Taking advantage of this jacket's current status as a muslin, I decided to experiment with two different sleeve methods. I used blue thread on one sleeve, maroon on the other so I could remember which method I used on each.
For the first method, I started by basting in only the top three inches or so of the shoulder seam. This will guarantee that the top is pucker free. (Once I was done setting in the sleeve, I noticed a pucker at my high bust. Now I know I need to sew from my high bust and *then* over the shoulder by about two inches so there's no puckers at the bust).
Once I did this, I then sewed the side seam of the body.
Then I went and pinned the rest of the sleeve into the armscye.
Fortunately, this twill has a slight stretch and all I had to do was ease it in by stretching slightly. Smooth as ice! I forgot to take a picture of the finished sleeve. It resulted in a nice, smooth seam all the way around except for the slight pucker at the high bust. Which will be no big deal to deal with, should I go with this method.
At this point, I had to take a break because my airheaded dog (ONCE AGAIN) got her leash wrapped around a planter and was barking for help. I put the planter there because she used to wrap her cord around the mailbox. You can see how well that strategy worked.
Egad! I really need to fix my porch steps.
Back to the second sleeve. For this method, I first pinned the sleeve in, stopping where the side seam would go. You can see in this
picture that I'm short. Galdarnitall!
But I sewed the side seam. Then I sewed the sleeve in. I left a two inch-ish opening so I could set the sleeve in.
This time, there was NO stretch to simply ease it in. That meant I had to "pin the heck out of it", as my home ec teacher used to say, so that all the extra gets flattened by the pins.
Except that no matter how much I pin in situations like this, I never eliminate all the tucks. Fortunately I sewed the sleeve in from top to bottom again. So:
by this method, I also achieved a nice, smooth shoulder. (The puckers were from me yanking on that piece of basting thread like an idiot). But....
Horrors! Look at all the puckers under the arm!! Some good all that pinning did!
Yea, yea. It's the armpit. Who's going to notice, right? Well, I'LL know they're there. And I'll feel like an amateur wearing something I can't be proud of. Now that I know that my first method allows the sleeve to set in super easy, and that it gives me a smoother seam all around, I know which method to use on the final version.
BING!! This is the point at which the lightbulb went off and I finally understood the value in doing a muslin.
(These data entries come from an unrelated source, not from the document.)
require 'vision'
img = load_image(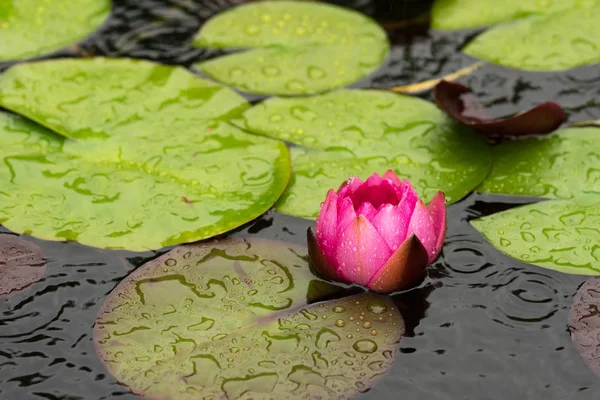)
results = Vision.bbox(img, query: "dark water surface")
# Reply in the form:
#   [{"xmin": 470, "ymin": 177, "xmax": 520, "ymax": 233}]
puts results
[{"xmin": 0, "ymin": 0, "xmax": 600, "ymax": 400}]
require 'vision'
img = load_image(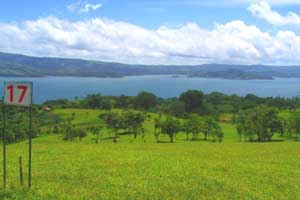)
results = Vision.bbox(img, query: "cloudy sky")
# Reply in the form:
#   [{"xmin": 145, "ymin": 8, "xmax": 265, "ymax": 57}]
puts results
[{"xmin": 0, "ymin": 0, "xmax": 300, "ymax": 65}]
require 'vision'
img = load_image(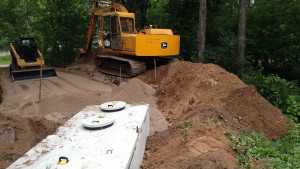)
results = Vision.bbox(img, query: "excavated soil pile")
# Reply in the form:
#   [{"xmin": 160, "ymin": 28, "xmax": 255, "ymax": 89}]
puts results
[{"xmin": 139, "ymin": 62, "xmax": 287, "ymax": 169}]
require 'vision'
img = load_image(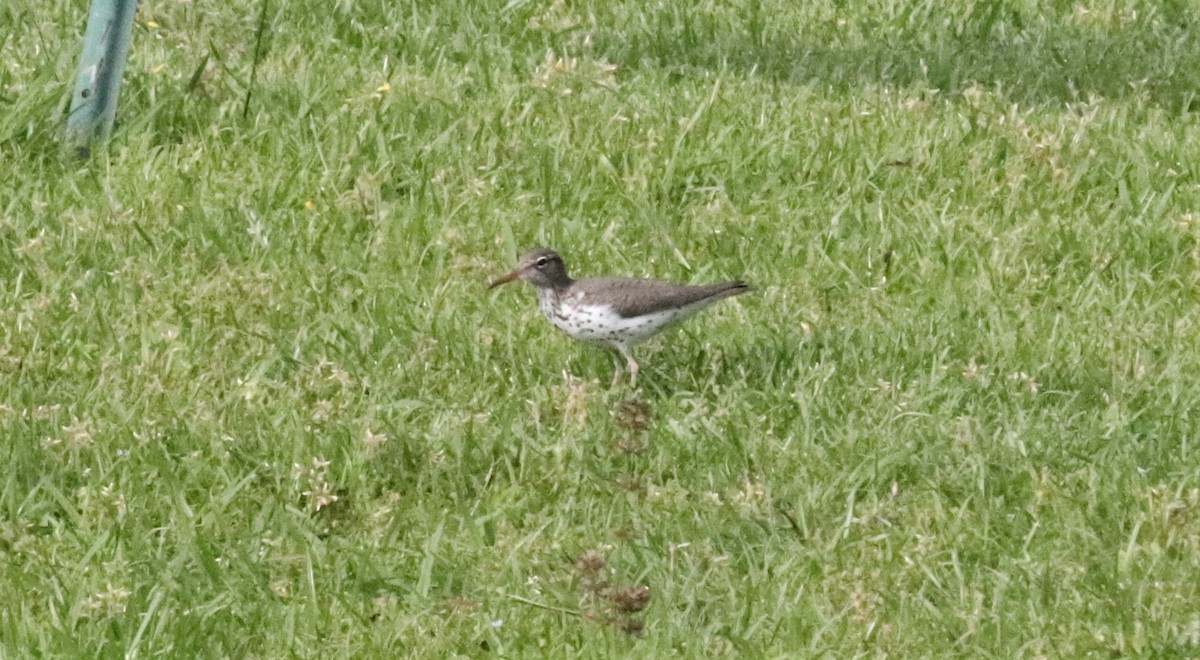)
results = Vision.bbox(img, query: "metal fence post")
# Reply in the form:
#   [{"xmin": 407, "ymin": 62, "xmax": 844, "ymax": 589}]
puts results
[{"xmin": 67, "ymin": 0, "xmax": 138, "ymax": 157}]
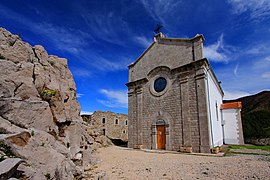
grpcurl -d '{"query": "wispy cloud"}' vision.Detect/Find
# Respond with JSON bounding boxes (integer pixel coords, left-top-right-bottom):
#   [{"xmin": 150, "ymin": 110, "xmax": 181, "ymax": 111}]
[
  {"xmin": 138, "ymin": 0, "xmax": 182, "ymax": 28},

I'm so glad I took advantage of the chance to try different techniques to find the best one.
So, now it's time for a first fitting. Here's the front:
Clap! Clap! Clap! By the looks of it, the "too short" sleeves actually aren't too short. Yippee!
I also wanted to check the back, since many sew alongers are having swayback issues:
Yippee! Turns out having a Polish dupa sometimes pays off. No swayback problem for me! I do need to press all my seams and try it on again. I see wrinkles in both views so I want to make sure, before I go on, that these are just due to lack of ironing - and not the fabric being pullled oddly. But I'm loving it so far!